Di fronte alla sorprendente scoperta della tomba vuota del cadavere, con la sola presenza del rivestimento di lino, l’evangelista Giovanni introduce una stupefacente reazione del «discepolo amato»: eíden kaì epísteusen, «vide e credette». Perché mai i lini abbandonati sul fondo del sepolcro diventano un segno della risurrezione di Cristo, cuore della fede cristiana? La risposta alla domanda non è, però, da cercare in un aspetto fenomenico di quei reperti, come si è spesso tentato di fare con varie ipotesi modulate sul dettato giovanneo che, tra l’altro, offre una descrizione non del tutto perspicua della disposizione di quei lini funerari.

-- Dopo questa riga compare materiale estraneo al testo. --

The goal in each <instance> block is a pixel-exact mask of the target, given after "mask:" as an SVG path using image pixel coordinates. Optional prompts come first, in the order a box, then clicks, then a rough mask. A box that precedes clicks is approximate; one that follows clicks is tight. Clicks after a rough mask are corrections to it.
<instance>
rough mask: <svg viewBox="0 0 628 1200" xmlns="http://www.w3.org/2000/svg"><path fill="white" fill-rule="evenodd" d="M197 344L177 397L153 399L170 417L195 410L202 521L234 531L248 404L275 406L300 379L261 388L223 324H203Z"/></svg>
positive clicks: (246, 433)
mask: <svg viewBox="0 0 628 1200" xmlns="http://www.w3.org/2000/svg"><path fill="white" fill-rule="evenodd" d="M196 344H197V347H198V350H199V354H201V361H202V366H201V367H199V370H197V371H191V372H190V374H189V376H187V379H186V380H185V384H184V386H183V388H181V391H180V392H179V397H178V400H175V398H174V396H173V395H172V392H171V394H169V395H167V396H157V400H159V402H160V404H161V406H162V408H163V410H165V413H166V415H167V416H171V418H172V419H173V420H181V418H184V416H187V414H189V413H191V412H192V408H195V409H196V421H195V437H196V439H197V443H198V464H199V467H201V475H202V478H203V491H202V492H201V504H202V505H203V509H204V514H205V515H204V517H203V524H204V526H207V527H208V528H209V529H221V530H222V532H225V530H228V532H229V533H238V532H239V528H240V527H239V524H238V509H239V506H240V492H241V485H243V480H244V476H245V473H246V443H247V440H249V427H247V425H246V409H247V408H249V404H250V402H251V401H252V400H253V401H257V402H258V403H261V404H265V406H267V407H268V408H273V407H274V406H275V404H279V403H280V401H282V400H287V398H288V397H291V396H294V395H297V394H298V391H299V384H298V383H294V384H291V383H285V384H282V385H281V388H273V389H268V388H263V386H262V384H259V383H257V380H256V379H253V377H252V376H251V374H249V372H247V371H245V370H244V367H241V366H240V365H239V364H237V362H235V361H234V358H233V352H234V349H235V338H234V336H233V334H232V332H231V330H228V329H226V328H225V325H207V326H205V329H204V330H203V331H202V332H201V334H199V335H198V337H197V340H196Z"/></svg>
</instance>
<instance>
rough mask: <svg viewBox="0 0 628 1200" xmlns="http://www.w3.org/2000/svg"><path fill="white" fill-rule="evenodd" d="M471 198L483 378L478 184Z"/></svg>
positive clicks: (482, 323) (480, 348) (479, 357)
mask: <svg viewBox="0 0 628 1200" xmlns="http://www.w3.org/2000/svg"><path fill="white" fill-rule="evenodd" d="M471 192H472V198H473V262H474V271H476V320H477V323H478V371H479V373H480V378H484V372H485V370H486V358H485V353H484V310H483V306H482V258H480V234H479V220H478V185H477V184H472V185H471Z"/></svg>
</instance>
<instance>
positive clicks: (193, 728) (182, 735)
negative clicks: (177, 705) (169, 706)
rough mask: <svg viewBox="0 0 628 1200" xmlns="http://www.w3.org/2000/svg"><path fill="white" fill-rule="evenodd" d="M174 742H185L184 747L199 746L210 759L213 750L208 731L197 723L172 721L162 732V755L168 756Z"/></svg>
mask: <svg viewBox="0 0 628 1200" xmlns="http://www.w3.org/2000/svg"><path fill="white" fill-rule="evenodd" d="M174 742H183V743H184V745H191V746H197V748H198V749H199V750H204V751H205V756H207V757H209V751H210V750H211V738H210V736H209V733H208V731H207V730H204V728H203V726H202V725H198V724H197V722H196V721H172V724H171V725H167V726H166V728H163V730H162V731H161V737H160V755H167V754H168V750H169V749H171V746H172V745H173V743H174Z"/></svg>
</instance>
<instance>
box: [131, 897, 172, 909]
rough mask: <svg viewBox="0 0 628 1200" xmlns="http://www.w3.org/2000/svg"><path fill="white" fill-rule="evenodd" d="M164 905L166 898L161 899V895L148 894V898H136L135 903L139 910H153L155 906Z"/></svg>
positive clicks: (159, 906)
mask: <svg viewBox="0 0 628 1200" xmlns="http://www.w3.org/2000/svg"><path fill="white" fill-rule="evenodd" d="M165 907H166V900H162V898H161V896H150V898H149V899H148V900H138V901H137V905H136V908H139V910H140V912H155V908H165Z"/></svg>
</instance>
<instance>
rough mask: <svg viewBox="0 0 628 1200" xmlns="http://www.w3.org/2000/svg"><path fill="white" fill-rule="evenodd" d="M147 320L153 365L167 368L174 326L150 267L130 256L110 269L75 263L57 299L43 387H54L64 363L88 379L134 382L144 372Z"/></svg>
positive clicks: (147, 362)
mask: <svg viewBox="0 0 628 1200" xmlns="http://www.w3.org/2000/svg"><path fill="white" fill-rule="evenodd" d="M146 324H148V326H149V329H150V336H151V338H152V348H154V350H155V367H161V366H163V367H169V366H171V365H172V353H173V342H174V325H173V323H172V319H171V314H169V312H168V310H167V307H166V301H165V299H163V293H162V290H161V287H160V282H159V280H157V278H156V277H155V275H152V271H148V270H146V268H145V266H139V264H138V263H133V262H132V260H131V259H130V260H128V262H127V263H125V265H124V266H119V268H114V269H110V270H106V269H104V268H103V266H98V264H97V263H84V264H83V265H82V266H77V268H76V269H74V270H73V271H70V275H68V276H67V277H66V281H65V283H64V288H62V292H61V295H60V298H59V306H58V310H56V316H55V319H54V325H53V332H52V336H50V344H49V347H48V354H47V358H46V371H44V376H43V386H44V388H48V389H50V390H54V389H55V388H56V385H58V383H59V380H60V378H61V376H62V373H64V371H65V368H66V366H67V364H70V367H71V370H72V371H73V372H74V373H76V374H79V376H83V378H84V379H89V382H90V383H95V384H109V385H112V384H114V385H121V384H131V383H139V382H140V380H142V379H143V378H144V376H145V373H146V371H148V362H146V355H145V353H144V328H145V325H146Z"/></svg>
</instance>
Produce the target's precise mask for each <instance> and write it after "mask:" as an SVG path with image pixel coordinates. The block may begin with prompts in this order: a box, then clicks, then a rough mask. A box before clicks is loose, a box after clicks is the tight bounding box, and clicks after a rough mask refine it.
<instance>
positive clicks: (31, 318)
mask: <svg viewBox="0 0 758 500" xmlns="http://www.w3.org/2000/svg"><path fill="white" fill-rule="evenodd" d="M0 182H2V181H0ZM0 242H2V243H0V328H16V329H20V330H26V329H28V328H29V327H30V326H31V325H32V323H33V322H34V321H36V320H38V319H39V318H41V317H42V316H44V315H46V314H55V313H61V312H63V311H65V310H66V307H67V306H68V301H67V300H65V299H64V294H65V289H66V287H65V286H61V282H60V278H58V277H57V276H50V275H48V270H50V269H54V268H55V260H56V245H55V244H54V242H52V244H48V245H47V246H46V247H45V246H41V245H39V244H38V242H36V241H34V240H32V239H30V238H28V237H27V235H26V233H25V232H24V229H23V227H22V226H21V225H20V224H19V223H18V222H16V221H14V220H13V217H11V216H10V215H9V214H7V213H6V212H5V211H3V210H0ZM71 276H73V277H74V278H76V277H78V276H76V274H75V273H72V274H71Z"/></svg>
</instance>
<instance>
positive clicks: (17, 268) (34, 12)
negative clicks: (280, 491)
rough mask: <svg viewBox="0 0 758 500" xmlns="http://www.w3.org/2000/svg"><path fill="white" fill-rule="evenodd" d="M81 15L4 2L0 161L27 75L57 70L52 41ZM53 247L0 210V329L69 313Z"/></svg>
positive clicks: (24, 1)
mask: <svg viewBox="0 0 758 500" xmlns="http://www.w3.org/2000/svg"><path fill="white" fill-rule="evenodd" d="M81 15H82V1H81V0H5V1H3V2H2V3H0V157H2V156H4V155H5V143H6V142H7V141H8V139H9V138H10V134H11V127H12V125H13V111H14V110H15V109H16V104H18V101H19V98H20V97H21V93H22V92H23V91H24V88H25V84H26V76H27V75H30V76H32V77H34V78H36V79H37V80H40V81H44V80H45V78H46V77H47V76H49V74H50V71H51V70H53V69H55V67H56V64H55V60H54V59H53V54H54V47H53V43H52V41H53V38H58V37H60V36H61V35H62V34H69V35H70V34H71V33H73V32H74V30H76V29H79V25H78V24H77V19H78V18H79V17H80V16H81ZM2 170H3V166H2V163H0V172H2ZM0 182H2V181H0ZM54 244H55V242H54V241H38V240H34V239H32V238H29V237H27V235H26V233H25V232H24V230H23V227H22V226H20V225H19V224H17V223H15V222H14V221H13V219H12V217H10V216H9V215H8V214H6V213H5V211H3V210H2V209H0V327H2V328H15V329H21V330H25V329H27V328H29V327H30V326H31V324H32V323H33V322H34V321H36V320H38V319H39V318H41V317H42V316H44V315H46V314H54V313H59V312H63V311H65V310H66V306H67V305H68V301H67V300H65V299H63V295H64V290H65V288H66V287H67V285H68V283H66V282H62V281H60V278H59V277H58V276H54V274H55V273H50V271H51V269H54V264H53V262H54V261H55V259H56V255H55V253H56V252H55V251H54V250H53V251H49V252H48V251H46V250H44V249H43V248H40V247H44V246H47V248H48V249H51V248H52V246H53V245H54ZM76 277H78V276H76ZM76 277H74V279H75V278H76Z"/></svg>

Ad esempio, l’esegeta tedesco Eberhard Gottfried Auer rischiava di “materializzare” l’evento della risurrezione – che, come è noto, non è direttamente descritto dai Vangeli – immaginando che davanti agli occhi del «discepolo amato» gli othónia, impregnati dell’olio aromatico con cui era stata trattata la salma di Gesù, sarebbero apparsi rigidi e diritti, conservando quasi la forma del corpo che ne era scivolato fuori!
In realtà, nel linguaggio raffinato del quarto evangelista il “vedere” che genera il “credere” è un’esperienza ben più profonda, così come la risurrezione è ben più di una rianimazione di un cadavere, ma è il ritorno di Cristo alla pienezza della vita umana e divina, col corpo irradiato di eternità e di trascendenza. Il discepolo che è “amato” e ama, ossia il credente puro, riesce a comprendere che i dati certamente storici della sindone e del sudario abbandonati, così come la pietra ribaltata del sepolcro, sono il segno di un evento che non è solo storico ma anche trascendente, destinato a rivelare la vittoria di Dio sulla morte, il trionfo dell’eternità sulla caducità e sulla finitudine umana.
Davanti al segno evangelico della sindone il nostro sguardo può, certo, ritrovare un emblema che ci rimanda alla radicale fraternità del Figlio di Dio con la nostra realtà di esseri mortali e limitati (è quella che chiamiamo l’«incarnazione»), con le stimmate di una sofferenza lacerante e di una morte tragica. Ma lo sguardo interiore e trascendente della fede è invitato ad andare oltre il lenzuolo in sé e a cercare il Cristo glorioso, colui che vive per sempre. Anche allo spettatore di oggi è, perciò, rivolto lo stesso appello angelico indirizzato alle donne poste di fronte al sepolcro vuoto e, quindi, anche al lenzuolo funerario: «Perché cercate tra i morti colui che è vivo? Non è qui, è risorto!» (Luca 24,5-6).
Il discorso sulla sindone, perciò, ammessa la sua autenticità, invita a risalire a una dimensione trascendente che va oltre la sua materialità. Come scriveva il filosofo tedesco Friedrich W.J. Schelling (1775-1854), lo storico deve «custodire castamente la sua frontiera», senza pretendere di varcarla dimostrando o negando l’altro territorio che è quello della teologia e della fede (e naturalmente anche viceversa).